HackerEarth Eating apples problem solution

In this HackerEarth Eating apples problem solution You are staying at point (1,1) in a matrix 10^9 x 10^9. You can travel by following these steps:

If the row where you are staying has 1 or more apples, then you can go to another end of the row and can go up.

Otherwise, you can go up.

The matrix contains N apples. The ith apple is at point (xi,yi).

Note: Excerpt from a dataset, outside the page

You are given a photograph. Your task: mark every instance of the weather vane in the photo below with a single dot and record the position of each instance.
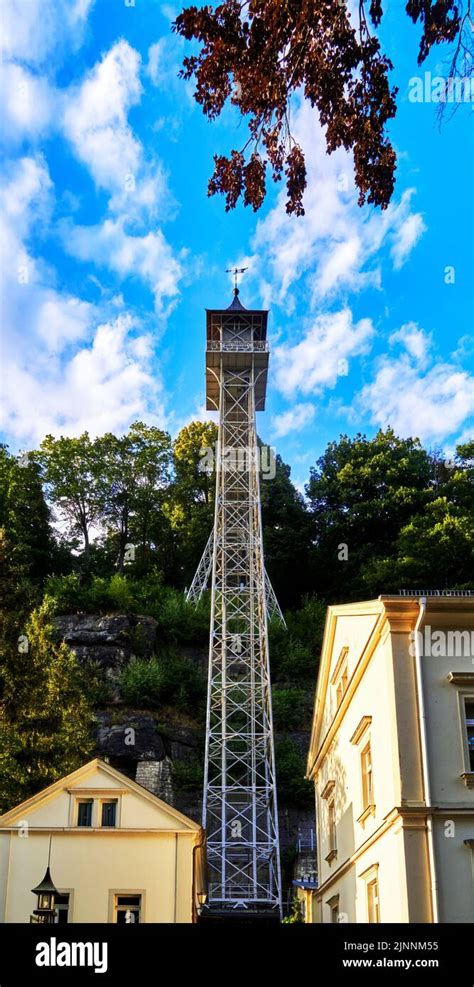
(235, 271)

You can eat these apples while traveling. 

For each of the apples, your task is to determine the number of apples that have been eaten before.

#include<bits/stdc++.h>
#define x first
#define y second
#define pb push_back
#define ppb pop_back
#define mp make_pair
#define ins insert
#define all(v) v.begin(),v.end()
#define sz(v) (int)v.size()
#define up_b upper_bound
#define low_b lower_bound
#define rep(i,a,b) for(ll i=a;i<=b;i++)
#define rev(i,a,b) for(int i=b;i>=a;i--)
#define boost ios_base::sync_with_stdio(NULL),cin.tie(NULL),cout.tie(NULL)
#define nl 'n'

using namespace std;

typedef long long ll;
typedef long double ld;
typedef pair<int,int> pii;
typedef pair<ll,int> pli;
typedef pair<int,ll> pil;
typedef pair<ll,ll> pll;
typedef vector<int> vi;
typedef vector<pii> vii;

const int N=100001;
const int MXN=1000001;

pair<pii,int> a[N];

int ans[N];

int main(){
  int n;
  cin>>n;
  for(int i=1;i<=n;i++){
      cin>>a[i].x.x>>a[i].x.y;
      a[i].y=i;
  }
  sort(a+1,a+n+1);
  int d=0;
  int cnt=0;
  for(int i=1;i<=n;i++){
      int j=i;
      while(j<n&&a[j].x.x==a[j+1].x.x)j++;
      if(d==0){
          for(int k=i;k<=j;k++){
              ans[a[k].y]=cnt;
              cnt++;
          }
      }
      else{
          for(int k=j;k>=i;k--){
              ans[a[k].y]=cnt;
              cnt++;
          }
      }
      d=1-d;
      i=j;
  }
  for(int i=1;i<=n;i++){
      cout<<ans[i]<<nl;
  }
}